Every year, I participate in the MIT Mystery Hunt, a weekend-long competition that pits teams of solvers against each other in a series of increasingly difficult puzzles, eventually culminating in a physical scavenger hunt around the MIT campus to find the championship coin, which is usually literally a coin or some other small trinket. If it’s hard to understand the allure of a sleepless weekend of mental debasement at the hands of some of the most sadistic puzzle writers imaginable, it bears mentioning that it’s always incredibly fun. (If you’ve ever chased a Ballmer Peak or done something equally difficult for its own sake, you might instinctively understand this. If not, every couple of years there’s some fairly prominent media coverage that attempts to unravel the whole ordeal. Here’s a “This American Life” episode featuring a story on team Palindrome and the 2007 Mystery Hunt; here’s Chris Hardwick following my team around for “Attack of the Show” in 2009.)

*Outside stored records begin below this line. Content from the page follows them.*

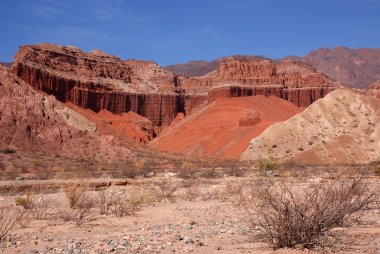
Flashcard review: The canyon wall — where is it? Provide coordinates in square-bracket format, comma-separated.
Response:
[11, 44, 338, 126]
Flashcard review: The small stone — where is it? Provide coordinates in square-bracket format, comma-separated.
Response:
[185, 237, 194, 244]
[238, 228, 247, 235]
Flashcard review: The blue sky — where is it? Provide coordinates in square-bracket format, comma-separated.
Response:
[0, 0, 380, 65]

Last January, my team, Codex, won the whole thing. The winning team’s reward - or “reward,” depending on how you look at it - is the responsibility to design and run the following year’s hunt. It takes a phenomenal amount of effort to write a Mystery Hunt; we produced 120 puzzles and metapuzzles of varying complexity with interlocking answers, spent tens of thousands of man-hours fact-checking and testing the thing, and staged a complicated physical production over three days at MIT. (Each Mystery Hunt has a running theme; ours was “The Producers,” and every couple rounds teams would have to produce terrible short musicals, which we’d critique. If you’ve never seen multiple grown adults with postgraduate degrees crooning selections from something called “Okla-Holmes-A!” at three in the morning, you haven’t really lived, etc.)
At 10:27 pm Saturday evening, team Manic Sages found the coin. Congratulations, suckers.
Here’s this year’s Hunt site, if you’d like to check it out. Note that some of the puzzles either required a physical activity or a server-side component that can’t be replicated after the fact; for the sake of people wanting to get their hands dirty, I’ve gone through and picked out a dozen puzzles or so, in rough chronological order of when they were unlocked by teams during the competition, that exemplify the ridiculous nature of your average Mystery Hunt activity.
Fight Choreography
Star Search
The Wicked Switch
Slash Fiction
Yo Dawg, I Herd You Like Puzzle Hunts
Winning Conditions
B.J. Blazkowicz in ‘Wintertime for Hitler’
Critical Thinking
Tax..in…Space
Pirates of the Tyrrhenian
Award Winning Poetry
Get Your Dog Back…
JFK SHAGS A SAD SLIM LASS
Cookin’
Screen Test
And in the interests of self-promotion/flagellation: Google Bodyslam, which Matt Garber and I wrote. It was one of two puzzles we got into the hunt; the other, a physical puzzle which was much more fun than Google Bodyslam, currently exists only on a deck of cards in my rental car. Once I figure out how to convert it to a digital format, I’ll post it as well.
And that’s as much Mystery Hunt writing as I need to do for a few years.